Figure 3 shows a sample control circuit: the domino implementation of one of the two types of one-hot asynchronous finite state machine controllers. This dynamic controller requires only 3 domino inverters and 4 inverters. The sum-of-products equations for the static space version are lreq = greq × go + greq × lreq, next =  $\overline{\text{greq}} \times \text{Y}$ , and  $Y = \overline{\text{go}} \times \text{lreq} + \overline{\text{greq}} \times \text{Y}$ . Control was synthesized using the 3D and MEAT tools, and the latches and data path elements were library cells or hand designed.

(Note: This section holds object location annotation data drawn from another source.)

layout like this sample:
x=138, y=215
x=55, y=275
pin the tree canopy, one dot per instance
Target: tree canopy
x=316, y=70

Figure 3: Domino 1-Hot Circuit

We feel that asynchronous design methodologies scale extremely well. When combined with this mathematical architecture an elegant design, with properties of future architectures, is produced with significant power advantages. The implementation results presented here leave substantial headroom for power optimization. We feel that the decreased power and throughput are a combination of greater locality and parallelism which permits frequency domains which are exploited to increase throughput and lower power.

#### 5. REFERENCES

- [1] D. Bailey. FFTs in External or Hierarchical Memory. Journal of Supercomputing, 4:23–35, 1990.
- [2] W. Gentleman and G. Sande. Fast Fourier Transforms for Fun and Profit. In *AFIPS Conference Proceedings*, volume 29, pages 563–578, 1966.
- [3] Lee Hollaar. Direct Implementation of Asynchronous Control Units. *IEEE Transactions on Computers*, C-31(2), February 1982.
- [4] Bruce W. Suter. *Multirate and Wavelet Signal Processing*. Academic Press, 1997.
- [5] Bruce W. Suter and Kenneth S. Stevens. Low Power, High Performance FFT Design. In A. Sydow, editor, Proceedings of IMACS World Congress on Scientific Computation, Modeling, and Applied Mathematics, number 1, pages 99–104, June 1997.
- [6] The National Technology Roadmap for Semiconductors. 1997 edition. Technical report, Semiconductor Industry Association, 1997.